Modeling Approach

Design principles

We build our models with four principles in mind:

  • INCLUSIVITY - our models should promote access and recognize talent in all places
  • INTERPRETABILITY - you should know exactly what our models are doing
  • ACCURACY - our models do a good job at predicting specific and general outcomes
  • CREATIVITY - we embrace new approaches and novel connections
    We are aware that, in some instances, the above principles come into conflict. In these cases, we are proactive and transparent with our users about the decision we made, and our rationale.

The importance of Skills AND Outcomes

Mapping talent on the basis of skills and outcomes leads to accuracy and inclusivity. That’s why AdeptID balances both techniques in its approach.

Skills-based models

We look beyond the job title to see the underlying skills a person has developed. This allows us to map the distance between any two jobs based on those underlying skills.

→ This is not widely adopted by the market, but not particularly novel. It is straightforward if a bit simplistic

Outcomes-based models

We take into account real employment data to surface which skills are associated with successful results.

Using real outcomes makes our models more empirical and frees us from having to adopt a single, rigid taxonomy.

→ This approach is novel and requires a lot of data. If it is unmonitored and lacks the proper safeguards, it can be highly susceptible to bias.

How we define “Skills”

We have an intentionally open-ended definition of “skills”. For us, skills are descriptors of the capacity of individuals that could serve as potential predictors of employment and/or educational outcomes.
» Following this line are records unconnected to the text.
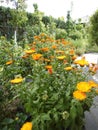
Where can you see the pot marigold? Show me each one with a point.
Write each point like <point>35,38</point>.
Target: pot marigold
<point>84,86</point>
<point>79,95</point>
<point>36,56</point>
<point>29,51</point>
<point>61,57</point>
<point>81,62</point>
<point>9,62</point>
<point>17,80</point>
<point>68,68</point>
<point>48,66</point>
<point>27,126</point>
<point>93,84</point>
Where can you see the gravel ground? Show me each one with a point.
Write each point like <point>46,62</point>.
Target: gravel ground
<point>91,117</point>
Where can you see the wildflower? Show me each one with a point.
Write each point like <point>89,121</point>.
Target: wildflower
<point>79,95</point>
<point>84,86</point>
<point>65,115</point>
<point>47,60</point>
<point>27,126</point>
<point>93,84</point>
<point>48,66</point>
<point>71,52</point>
<point>44,49</point>
<point>81,62</point>
<point>68,68</point>
<point>50,71</point>
<point>36,56</point>
<point>29,51</point>
<point>25,56</point>
<point>61,57</point>
<point>60,51</point>
<point>44,97</point>
<point>17,80</point>
<point>54,46</point>
<point>9,62</point>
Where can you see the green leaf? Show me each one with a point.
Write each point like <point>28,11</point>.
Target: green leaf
<point>73,112</point>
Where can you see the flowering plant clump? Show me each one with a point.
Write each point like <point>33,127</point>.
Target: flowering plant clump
<point>52,87</point>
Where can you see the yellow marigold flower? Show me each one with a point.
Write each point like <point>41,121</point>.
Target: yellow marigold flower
<point>61,57</point>
<point>84,86</point>
<point>79,95</point>
<point>68,68</point>
<point>54,46</point>
<point>47,60</point>
<point>36,56</point>
<point>81,62</point>
<point>27,126</point>
<point>48,67</point>
<point>17,80</point>
<point>45,49</point>
<point>60,51</point>
<point>71,52</point>
<point>9,62</point>
<point>29,51</point>
<point>25,56</point>
<point>92,83</point>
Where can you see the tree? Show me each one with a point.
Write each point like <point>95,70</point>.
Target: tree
<point>69,24</point>
<point>94,28</point>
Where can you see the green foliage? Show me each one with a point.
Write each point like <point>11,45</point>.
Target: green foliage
<point>93,28</point>
<point>60,33</point>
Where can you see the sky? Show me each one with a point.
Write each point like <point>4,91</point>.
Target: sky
<point>59,8</point>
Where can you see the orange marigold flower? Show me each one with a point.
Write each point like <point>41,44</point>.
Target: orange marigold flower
<point>54,46</point>
<point>9,62</point>
<point>45,49</point>
<point>81,62</point>
<point>36,56</point>
<point>68,68</point>
<point>25,56</point>
<point>71,52</point>
<point>92,83</point>
<point>17,80</point>
<point>61,57</point>
<point>79,95</point>
<point>48,66</point>
<point>47,60</point>
<point>29,51</point>
<point>27,126</point>
<point>84,86</point>
<point>50,71</point>
<point>74,57</point>
<point>60,51</point>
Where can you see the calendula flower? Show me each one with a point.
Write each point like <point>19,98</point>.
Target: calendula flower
<point>48,66</point>
<point>61,57</point>
<point>17,80</point>
<point>84,86</point>
<point>54,46</point>
<point>45,49</point>
<point>29,51</point>
<point>71,52</point>
<point>65,115</point>
<point>27,126</point>
<point>81,62</point>
<point>79,95</point>
<point>36,56</point>
<point>92,83</point>
<point>9,62</point>
<point>68,68</point>
<point>60,51</point>
<point>25,56</point>
<point>50,71</point>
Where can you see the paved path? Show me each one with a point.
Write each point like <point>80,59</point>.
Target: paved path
<point>91,117</point>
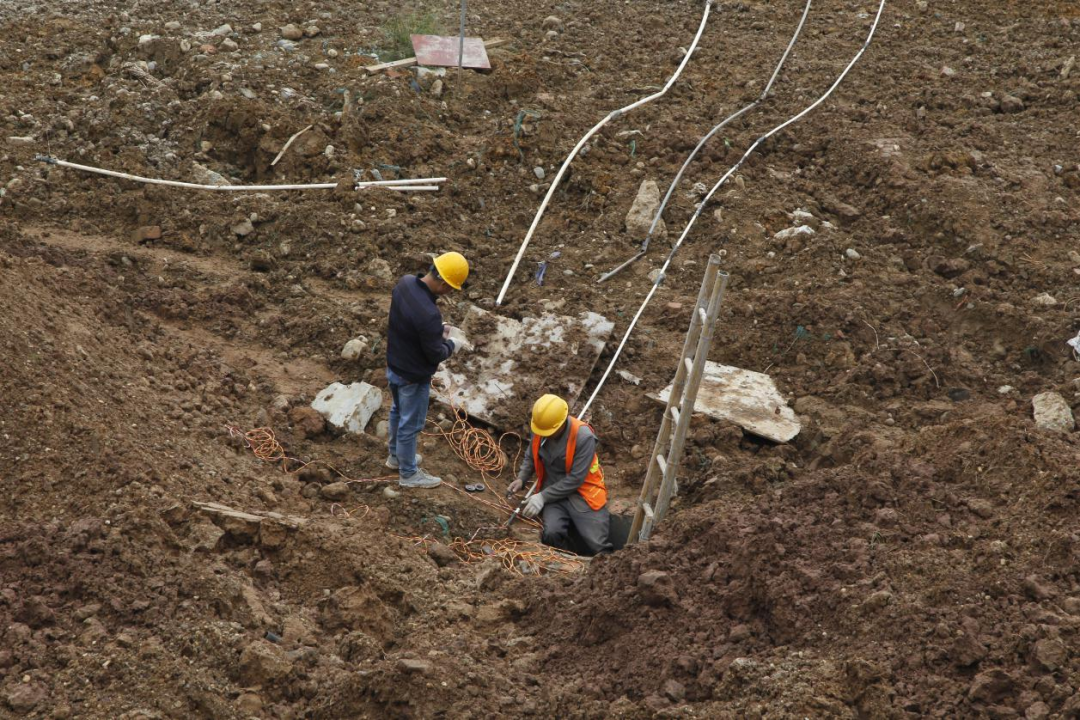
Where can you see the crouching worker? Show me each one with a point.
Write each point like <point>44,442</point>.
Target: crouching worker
<point>570,496</point>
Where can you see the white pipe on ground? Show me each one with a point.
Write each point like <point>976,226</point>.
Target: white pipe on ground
<point>589,135</point>
<point>716,187</point>
<point>408,185</point>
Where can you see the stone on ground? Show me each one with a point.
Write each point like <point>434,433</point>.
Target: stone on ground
<point>1052,412</point>
<point>639,217</point>
<point>348,407</point>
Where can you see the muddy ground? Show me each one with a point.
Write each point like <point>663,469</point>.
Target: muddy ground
<point>914,552</point>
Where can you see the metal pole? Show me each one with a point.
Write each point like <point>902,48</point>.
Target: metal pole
<point>461,43</point>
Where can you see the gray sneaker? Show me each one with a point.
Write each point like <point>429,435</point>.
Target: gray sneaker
<point>420,479</point>
<point>393,464</point>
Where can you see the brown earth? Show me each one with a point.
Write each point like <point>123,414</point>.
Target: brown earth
<point>913,553</point>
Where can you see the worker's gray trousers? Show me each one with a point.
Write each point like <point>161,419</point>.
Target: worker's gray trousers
<point>571,525</point>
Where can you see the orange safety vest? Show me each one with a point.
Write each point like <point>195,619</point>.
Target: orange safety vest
<point>593,489</point>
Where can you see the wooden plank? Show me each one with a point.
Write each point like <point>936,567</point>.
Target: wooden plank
<point>412,60</point>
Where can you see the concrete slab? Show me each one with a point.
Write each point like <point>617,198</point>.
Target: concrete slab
<point>747,398</point>
<point>442,51</point>
<point>514,362</point>
<point>348,407</point>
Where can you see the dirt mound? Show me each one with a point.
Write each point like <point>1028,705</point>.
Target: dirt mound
<point>904,583</point>
<point>912,553</point>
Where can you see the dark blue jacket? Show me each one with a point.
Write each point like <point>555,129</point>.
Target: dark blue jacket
<point>415,343</point>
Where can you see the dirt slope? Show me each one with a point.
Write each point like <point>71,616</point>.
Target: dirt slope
<point>913,553</point>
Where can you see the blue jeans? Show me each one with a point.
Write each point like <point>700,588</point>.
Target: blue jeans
<point>407,417</point>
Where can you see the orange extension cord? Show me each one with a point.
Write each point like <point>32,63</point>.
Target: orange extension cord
<point>517,556</point>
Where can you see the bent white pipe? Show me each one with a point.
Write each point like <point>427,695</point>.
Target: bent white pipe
<point>716,187</point>
<point>589,135</point>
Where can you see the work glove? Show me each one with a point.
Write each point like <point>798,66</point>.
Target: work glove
<point>534,505</point>
<point>457,337</point>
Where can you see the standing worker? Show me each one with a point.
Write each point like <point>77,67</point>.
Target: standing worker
<point>570,491</point>
<point>417,341</point>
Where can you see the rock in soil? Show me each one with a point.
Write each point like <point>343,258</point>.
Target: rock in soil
<point>1052,412</point>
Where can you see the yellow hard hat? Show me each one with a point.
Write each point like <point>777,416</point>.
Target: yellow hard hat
<point>453,268</point>
<point>549,413</point>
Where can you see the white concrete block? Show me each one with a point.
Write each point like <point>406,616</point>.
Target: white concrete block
<point>348,407</point>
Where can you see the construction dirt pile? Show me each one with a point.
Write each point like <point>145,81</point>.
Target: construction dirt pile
<point>904,262</point>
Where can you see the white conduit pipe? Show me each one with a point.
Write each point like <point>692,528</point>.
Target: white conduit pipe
<point>413,184</point>
<point>765,94</point>
<point>581,143</point>
<point>716,187</point>
<point>701,144</point>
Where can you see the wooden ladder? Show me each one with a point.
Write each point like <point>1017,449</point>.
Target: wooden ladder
<point>667,451</point>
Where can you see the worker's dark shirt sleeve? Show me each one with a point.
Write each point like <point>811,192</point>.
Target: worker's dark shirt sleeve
<point>415,342</point>
<point>434,345</point>
<point>567,485</point>
<point>525,472</point>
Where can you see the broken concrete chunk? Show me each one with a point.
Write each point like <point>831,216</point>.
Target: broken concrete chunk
<point>348,407</point>
<point>203,175</point>
<point>487,382</point>
<point>354,349</point>
<point>800,217</point>
<point>336,491</point>
<point>748,399</point>
<point>243,228</point>
<point>1052,412</point>
<point>639,217</point>
<point>802,230</point>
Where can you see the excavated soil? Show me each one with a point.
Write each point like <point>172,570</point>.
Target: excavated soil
<point>914,552</point>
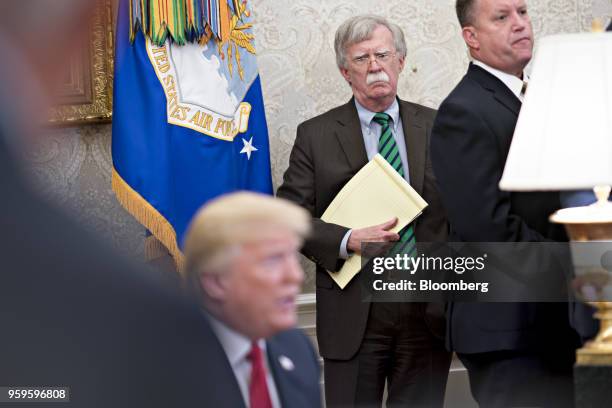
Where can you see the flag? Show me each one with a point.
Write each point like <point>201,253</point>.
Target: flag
<point>188,115</point>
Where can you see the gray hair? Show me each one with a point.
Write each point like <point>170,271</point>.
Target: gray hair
<point>360,28</point>
<point>465,12</point>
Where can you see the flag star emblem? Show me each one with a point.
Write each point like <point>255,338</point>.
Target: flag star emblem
<point>248,148</point>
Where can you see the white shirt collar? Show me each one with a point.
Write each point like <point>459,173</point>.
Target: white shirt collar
<point>235,345</point>
<point>514,83</point>
<point>366,116</point>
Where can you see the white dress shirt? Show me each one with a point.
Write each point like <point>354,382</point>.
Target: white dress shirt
<point>370,131</point>
<point>237,348</point>
<point>514,83</point>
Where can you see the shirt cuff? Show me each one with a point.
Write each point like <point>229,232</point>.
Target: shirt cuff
<point>343,249</point>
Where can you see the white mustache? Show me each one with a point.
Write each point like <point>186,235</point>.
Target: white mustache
<point>380,76</point>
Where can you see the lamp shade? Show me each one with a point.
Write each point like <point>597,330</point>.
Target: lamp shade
<point>563,137</point>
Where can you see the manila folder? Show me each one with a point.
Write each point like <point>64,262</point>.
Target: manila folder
<point>374,195</point>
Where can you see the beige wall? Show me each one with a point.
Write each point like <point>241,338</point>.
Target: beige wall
<point>300,80</point>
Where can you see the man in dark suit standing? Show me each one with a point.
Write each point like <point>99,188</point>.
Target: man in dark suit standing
<point>242,262</point>
<point>365,344</point>
<point>517,354</point>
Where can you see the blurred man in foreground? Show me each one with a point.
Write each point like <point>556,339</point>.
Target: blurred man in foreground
<point>242,260</point>
<point>73,312</point>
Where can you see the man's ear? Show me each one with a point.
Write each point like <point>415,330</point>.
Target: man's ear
<point>214,285</point>
<point>470,36</point>
<point>346,75</point>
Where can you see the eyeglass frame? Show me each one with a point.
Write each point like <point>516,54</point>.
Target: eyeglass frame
<point>381,57</point>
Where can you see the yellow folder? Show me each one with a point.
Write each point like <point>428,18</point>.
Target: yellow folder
<point>374,195</point>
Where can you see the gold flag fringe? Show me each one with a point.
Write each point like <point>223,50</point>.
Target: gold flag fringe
<point>148,216</point>
<point>154,249</point>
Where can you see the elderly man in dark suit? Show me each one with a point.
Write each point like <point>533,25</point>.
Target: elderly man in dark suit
<point>242,257</point>
<point>365,344</point>
<point>517,354</point>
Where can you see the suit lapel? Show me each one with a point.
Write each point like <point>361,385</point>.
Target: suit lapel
<point>284,387</point>
<point>348,132</point>
<point>415,137</point>
<point>500,91</point>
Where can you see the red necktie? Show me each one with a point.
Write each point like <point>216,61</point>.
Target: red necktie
<point>258,388</point>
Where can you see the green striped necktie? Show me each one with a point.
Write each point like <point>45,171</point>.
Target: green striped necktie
<point>387,147</point>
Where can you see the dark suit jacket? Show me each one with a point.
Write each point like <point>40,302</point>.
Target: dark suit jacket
<point>469,145</point>
<point>296,388</point>
<point>328,151</point>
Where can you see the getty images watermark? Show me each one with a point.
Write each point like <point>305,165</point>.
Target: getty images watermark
<point>483,272</point>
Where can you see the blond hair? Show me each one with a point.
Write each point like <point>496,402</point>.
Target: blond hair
<point>233,220</point>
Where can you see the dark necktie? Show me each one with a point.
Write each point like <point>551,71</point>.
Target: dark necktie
<point>258,388</point>
<point>387,147</point>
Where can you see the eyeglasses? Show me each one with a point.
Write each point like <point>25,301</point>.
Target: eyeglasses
<point>380,57</point>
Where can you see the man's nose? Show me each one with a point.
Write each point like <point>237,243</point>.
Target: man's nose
<point>373,64</point>
<point>519,21</point>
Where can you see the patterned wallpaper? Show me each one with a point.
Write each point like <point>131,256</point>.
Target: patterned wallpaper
<point>300,80</point>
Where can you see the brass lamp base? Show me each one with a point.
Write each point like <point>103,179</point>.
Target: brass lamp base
<point>593,223</point>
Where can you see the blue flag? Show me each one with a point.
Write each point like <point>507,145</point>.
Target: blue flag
<point>188,124</point>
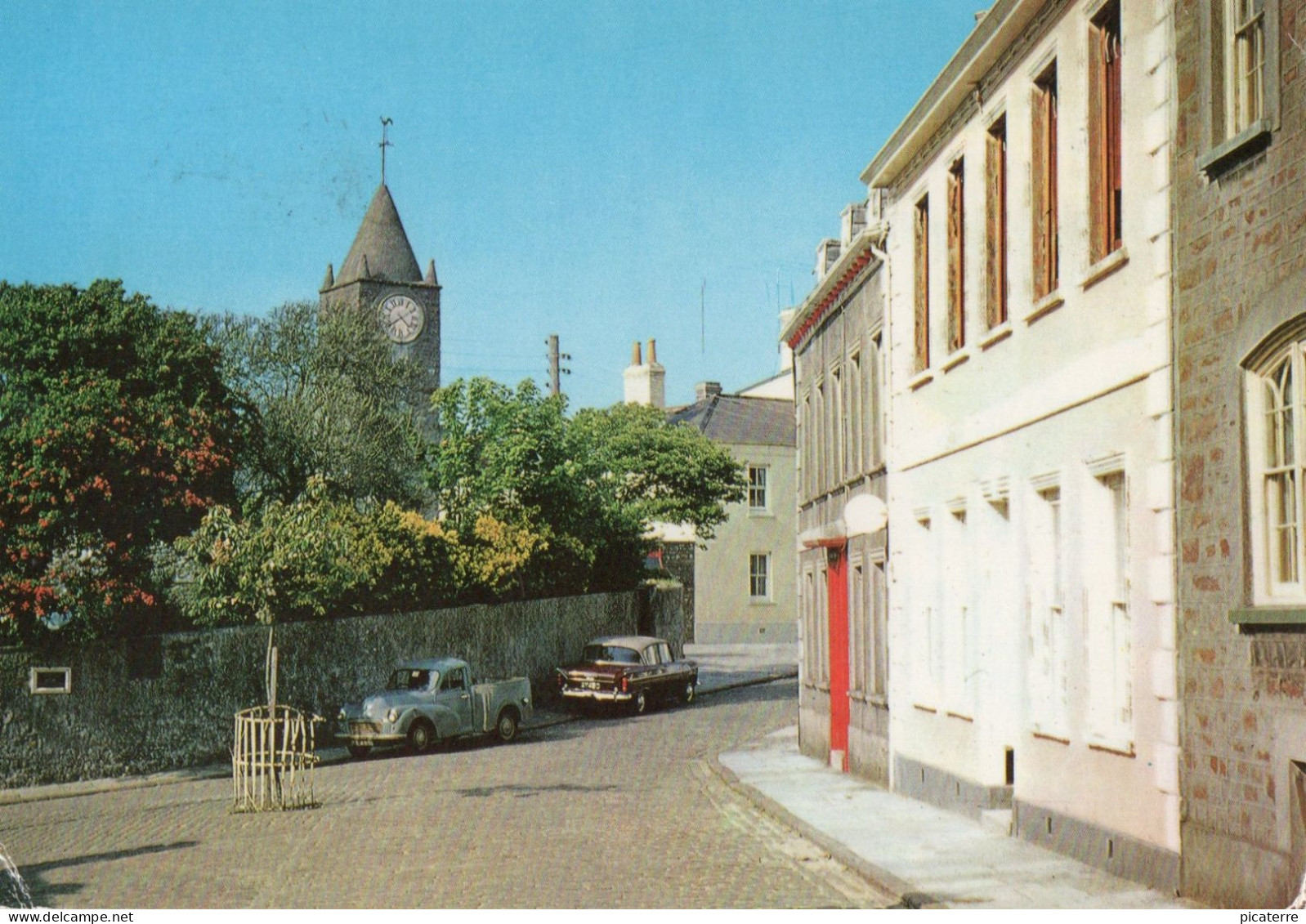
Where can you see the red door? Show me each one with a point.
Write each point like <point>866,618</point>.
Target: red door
<point>836,591</point>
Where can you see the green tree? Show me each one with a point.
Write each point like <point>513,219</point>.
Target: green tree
<point>659,471</point>
<point>323,399</point>
<point>585,489</point>
<point>117,434</point>
<point>314,557</point>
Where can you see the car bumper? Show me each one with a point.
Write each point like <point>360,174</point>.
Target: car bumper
<point>598,696</point>
<point>351,734</point>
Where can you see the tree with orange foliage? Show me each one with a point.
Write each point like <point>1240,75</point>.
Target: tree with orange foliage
<point>115,434</point>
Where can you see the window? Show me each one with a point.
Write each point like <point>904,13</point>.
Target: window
<point>1240,74</point>
<point>1104,129</point>
<point>759,576</point>
<point>879,397</point>
<point>1244,65</point>
<point>922,285</point>
<point>1275,404</point>
<point>956,257</point>
<point>758,487</point>
<point>1111,709</point>
<point>995,225</point>
<point>856,424</point>
<point>51,681</point>
<point>1048,635</point>
<point>1044,185</point>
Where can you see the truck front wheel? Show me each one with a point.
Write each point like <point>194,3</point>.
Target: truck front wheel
<point>507,725</point>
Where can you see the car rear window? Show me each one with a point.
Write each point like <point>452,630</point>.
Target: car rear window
<point>611,653</point>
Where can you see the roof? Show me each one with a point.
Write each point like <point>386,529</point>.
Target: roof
<point>382,248</point>
<point>438,664</point>
<point>959,84</point>
<point>626,641</point>
<point>731,417</point>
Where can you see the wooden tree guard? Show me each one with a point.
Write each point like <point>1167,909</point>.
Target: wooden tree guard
<point>273,760</point>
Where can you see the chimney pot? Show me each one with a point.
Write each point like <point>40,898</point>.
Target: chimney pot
<point>704,391</point>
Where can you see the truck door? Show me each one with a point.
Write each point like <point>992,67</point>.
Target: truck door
<point>454,696</point>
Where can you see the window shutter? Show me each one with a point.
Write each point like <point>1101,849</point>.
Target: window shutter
<point>1039,181</point>
<point>995,230</point>
<point>922,286</point>
<point>1098,235</point>
<point>956,261</point>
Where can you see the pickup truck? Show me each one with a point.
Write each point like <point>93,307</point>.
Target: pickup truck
<point>430,701</point>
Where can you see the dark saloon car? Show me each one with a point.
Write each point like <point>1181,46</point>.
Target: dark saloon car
<point>630,671</point>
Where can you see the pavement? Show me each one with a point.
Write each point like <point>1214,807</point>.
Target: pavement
<point>921,855</point>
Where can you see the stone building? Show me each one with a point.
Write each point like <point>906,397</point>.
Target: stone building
<point>380,275</point>
<point>1240,338</point>
<point>1032,628</point>
<point>838,338</point>
<point>740,589</point>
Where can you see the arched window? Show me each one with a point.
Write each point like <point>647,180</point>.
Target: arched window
<point>1275,427</point>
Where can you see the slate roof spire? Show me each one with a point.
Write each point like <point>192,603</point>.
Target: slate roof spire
<point>382,249</point>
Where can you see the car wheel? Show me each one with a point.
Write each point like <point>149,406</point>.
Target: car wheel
<point>507,725</point>
<point>421,736</point>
To our models, skills are numeric (scalar), predictive features used to describe individuals and occupations. Our sources provide us with >10,000 scalar attributes describing >1,000 distinct occupations. Rather than focusing on a single data source for skills, we use collaborative filtering and singular value decomposition (SVD) to combine skill attributes across a variety of taxonomies into a set of latent skill variables. (see Modeling Techniques for further detail)

How we define “Outcomes”

Our approach to modeling allows us to train models based on different types of outcomes. The conventional definition of a “successful” outcome is a person getting hired for a job in a new occupation. Our models look at hundreds of thousands of past attempted transitions - people trying and either succeeding or failing to get a job in a new occupation - in order to both predict the success of similar transitions and to understand the contributing factors to that success (which allows us to identify skills gaps and training opportunities).

We recognize that “success” shouldn’t just be defined by getting a job, but by thriving in it (e.g. getting promoted, experiencing steady wage gains, or maintaining good health). In private contexts, we have been able to train models to predict and understand these “higher order” definitions of success. However, the core models available through the Mobility API are associated with this more straightforward measure.

Data sources

Skills

  • O*NET
  • Commercially available skills taxonomies, which we have indexed to one another (allowing us to map to any given partner taxonomy)

Outcomes

  • Hiring decisions from employers
  • Training provider placement “outcomes”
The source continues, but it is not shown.